June

June

June 2, 1742
The Virginia General Assembly creates Louisa County, named for Princess Louisa, daughter of King George II.

June 2, 1924 
U.S. Congress passes the Indian Citizenship Act (also called the Synder Act), conferring citizenship to all Indigenous Americans, including Virginia’s Indians. 

June 3, 1864
The bloodiest day of conflict during the Battle of Cold Harbor (May 31 – June 12) in Hanover County, Virginia, in which federal forces unsuccessfully tried to break through Confederate fortifications protecting the route to Richmond.  

June 6, 1944
Virginia soldiers are among the thousands of Allied troops who land on the Normandy coast of France during the D-Day invasion. The county of Bedford, Virginia, suffered some of the highest losses, proportionally, of any American community during the invasion.

June 10, 1610
Baron de la Warr, arrives in Jamestown to begin his term as Virginia Governor. He arrives with fresh supplies and settlers just in time to intercept the outgoing governor, Sir Thomas Gates, and the surviving colonists who planned to abandon Jamestown and return to England.

June 11, 1866 
Addie D. Waites Hunton, a Black educator, suffragist, and civil rights activist, is born in Norfolk. She volunteered for service in World War I, becoming one of only three Black women sent to France with the YMCA to work with segregated Black troops, and she founded the National Association of Colored Women. 

June 12, 1776
The Virginia Convention adopts a Declaration of Rights, written by George Mason, which includes such specific civil liberties as freedoms of the press and religion. The declaration became the model for the later Bill of Rights of the U.S. Constitution.

June 12, 1967
The U.S. Supreme Court, in Loving v. Virginia, unanimously declares unconstitutional Virginia's laws prohibiting interracial marriage.

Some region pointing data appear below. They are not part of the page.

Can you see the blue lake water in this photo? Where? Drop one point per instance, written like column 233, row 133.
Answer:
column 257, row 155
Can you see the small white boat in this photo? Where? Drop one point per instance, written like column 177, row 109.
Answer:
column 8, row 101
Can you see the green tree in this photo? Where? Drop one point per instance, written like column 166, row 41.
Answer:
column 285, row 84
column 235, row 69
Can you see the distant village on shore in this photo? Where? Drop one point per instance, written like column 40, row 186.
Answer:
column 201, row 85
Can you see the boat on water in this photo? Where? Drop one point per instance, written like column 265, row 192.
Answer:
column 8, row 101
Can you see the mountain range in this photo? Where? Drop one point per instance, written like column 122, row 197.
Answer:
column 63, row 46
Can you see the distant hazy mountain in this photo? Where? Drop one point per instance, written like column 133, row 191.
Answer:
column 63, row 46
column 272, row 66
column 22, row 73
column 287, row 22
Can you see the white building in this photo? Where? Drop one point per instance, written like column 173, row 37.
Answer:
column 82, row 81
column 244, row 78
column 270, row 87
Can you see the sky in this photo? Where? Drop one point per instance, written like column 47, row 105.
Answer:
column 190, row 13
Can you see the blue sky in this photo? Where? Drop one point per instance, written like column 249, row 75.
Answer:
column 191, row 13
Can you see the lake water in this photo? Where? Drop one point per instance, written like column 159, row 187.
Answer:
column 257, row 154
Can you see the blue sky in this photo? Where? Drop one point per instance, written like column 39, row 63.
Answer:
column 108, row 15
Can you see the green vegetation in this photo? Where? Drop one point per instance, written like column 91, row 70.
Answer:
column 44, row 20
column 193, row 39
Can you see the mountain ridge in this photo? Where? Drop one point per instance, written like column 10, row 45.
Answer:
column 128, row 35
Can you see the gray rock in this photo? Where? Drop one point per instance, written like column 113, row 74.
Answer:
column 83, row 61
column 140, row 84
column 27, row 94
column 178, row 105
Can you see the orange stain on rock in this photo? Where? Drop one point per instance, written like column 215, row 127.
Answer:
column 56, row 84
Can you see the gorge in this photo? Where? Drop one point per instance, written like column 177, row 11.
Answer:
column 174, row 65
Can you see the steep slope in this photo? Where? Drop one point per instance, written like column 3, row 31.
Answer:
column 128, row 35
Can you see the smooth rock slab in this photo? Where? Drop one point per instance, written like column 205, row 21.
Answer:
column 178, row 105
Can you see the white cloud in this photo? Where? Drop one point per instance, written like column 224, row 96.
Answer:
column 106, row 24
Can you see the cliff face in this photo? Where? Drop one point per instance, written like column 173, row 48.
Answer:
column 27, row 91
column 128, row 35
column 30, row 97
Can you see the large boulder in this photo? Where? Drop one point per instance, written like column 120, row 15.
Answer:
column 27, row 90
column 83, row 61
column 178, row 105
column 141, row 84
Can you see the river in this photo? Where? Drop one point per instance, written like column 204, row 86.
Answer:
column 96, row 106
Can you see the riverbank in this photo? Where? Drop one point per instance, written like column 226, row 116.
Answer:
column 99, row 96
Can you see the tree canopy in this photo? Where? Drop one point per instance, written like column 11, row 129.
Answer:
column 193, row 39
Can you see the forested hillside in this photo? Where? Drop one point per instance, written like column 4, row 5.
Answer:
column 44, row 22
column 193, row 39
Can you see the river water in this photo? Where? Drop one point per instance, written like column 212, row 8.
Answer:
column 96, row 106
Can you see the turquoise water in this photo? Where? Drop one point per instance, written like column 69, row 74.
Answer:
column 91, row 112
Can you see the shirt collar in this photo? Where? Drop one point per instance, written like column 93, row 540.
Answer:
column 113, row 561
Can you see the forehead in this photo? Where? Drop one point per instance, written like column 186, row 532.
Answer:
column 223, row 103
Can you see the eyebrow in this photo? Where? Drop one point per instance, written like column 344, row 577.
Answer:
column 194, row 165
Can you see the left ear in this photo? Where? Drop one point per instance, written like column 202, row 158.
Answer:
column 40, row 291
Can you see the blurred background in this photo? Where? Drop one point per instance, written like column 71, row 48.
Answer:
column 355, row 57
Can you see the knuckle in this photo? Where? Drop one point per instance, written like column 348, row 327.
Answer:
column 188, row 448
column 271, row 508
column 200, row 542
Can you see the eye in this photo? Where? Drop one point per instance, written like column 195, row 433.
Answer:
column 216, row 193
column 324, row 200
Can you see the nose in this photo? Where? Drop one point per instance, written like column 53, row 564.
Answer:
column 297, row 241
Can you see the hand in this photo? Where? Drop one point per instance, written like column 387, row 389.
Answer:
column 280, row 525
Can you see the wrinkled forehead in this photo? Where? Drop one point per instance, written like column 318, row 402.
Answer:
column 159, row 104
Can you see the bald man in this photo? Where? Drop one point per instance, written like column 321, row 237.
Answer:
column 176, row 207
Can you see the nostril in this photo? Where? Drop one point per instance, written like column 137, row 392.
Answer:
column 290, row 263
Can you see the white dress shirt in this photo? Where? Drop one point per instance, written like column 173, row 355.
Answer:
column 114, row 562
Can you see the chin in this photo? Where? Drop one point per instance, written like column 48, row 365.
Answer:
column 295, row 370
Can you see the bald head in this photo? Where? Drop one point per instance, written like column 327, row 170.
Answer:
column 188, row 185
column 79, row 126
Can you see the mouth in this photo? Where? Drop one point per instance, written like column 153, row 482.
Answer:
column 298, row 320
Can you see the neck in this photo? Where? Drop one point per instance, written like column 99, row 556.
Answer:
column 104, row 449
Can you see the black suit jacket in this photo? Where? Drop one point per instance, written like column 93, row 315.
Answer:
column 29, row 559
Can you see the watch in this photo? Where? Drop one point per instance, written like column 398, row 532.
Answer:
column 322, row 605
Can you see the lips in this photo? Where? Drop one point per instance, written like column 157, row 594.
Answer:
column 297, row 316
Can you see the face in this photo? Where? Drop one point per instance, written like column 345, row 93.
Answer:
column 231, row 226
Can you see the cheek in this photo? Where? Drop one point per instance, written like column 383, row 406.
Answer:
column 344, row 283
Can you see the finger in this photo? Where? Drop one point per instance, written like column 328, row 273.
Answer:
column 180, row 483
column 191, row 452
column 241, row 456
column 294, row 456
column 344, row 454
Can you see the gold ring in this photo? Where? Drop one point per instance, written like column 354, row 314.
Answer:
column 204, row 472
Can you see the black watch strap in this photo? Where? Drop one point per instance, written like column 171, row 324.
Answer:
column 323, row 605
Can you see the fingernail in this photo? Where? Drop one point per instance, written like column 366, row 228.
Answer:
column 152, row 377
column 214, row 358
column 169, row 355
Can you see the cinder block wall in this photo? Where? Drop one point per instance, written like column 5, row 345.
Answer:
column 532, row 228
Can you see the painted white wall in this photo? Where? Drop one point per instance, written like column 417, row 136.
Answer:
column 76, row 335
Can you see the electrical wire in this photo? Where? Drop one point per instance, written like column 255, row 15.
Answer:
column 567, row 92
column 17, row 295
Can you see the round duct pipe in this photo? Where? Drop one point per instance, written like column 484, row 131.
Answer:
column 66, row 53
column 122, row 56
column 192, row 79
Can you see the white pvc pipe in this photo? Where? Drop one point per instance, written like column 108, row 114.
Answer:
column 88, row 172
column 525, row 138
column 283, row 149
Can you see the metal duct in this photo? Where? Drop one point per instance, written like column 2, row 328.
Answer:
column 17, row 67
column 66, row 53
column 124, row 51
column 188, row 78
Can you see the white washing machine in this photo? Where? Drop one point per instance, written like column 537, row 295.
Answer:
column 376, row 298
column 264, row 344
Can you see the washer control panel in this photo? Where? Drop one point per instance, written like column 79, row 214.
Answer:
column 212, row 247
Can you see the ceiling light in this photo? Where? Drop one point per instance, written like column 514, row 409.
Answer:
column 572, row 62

This decision nullifies similar laws in fifteen other states.

June 15, 1954
Virginia governor Bob McDonnell is born in Philadelphia, Pennslvania.

June 21, 1631
Captain John Smith dies at age 51. A well-known soldier and adventurer, he helped establish the first permanent English settlement at Jamestown in 1607.

June 23, 1929
Valerie June Carter was born in Maces Springs, Virginia. Her parents were Maybelle Carter and Ezra Carter. June married singer Johnny Cash in 1968. June died in Nashville in 2003, at the age of 73. 

June 24, 1775 
Revolutionaries raid the Governor’s Palace in Williamsburg and confiscate weapons and other property. Lord Dunmore, the royal governor, had fled Williamsburg earlier that month and was trying to command the colony from on board a British ship in Hampton Roads. 

June 25, 1862
Confederate and Union forces meet at Oak Grove, east of Richmond, in what would become the opening day of the Seven Days Battles during the Peninsula Campaign. Richmond International Airport now occupies the site of the 1862 battle.

 

June 27, 1986
Track and field athlete and Olympic Gold Medalist LaShawn Merritt is born in Portsmouth, Virginia.

June 29, 1776
Virginia declares itself an independent commonwealth and enacts a state constitution, the first colony to do so. The constitution was written primarily by George Mason. The first governor was Patrick Henry.

June 29, 1976
Elvis Presley makes his last visit to Richmond before his death. His concert occurred 20 years after his first performance in the city.

June 29, 2012
‘The Derecho’ hits southwest Virginia, damaging homes and uprooting trees. This dangerous band of storms tore through 10 states, causing roughly $3 billion in damage.

June 30, 1973
Richmond erects its first statue of a Black man, Bill “Bojangles” Robinson. Robinson, a talented actor and singer, was most famous for tap dancing in movies with Shirley Temple in the 1930s.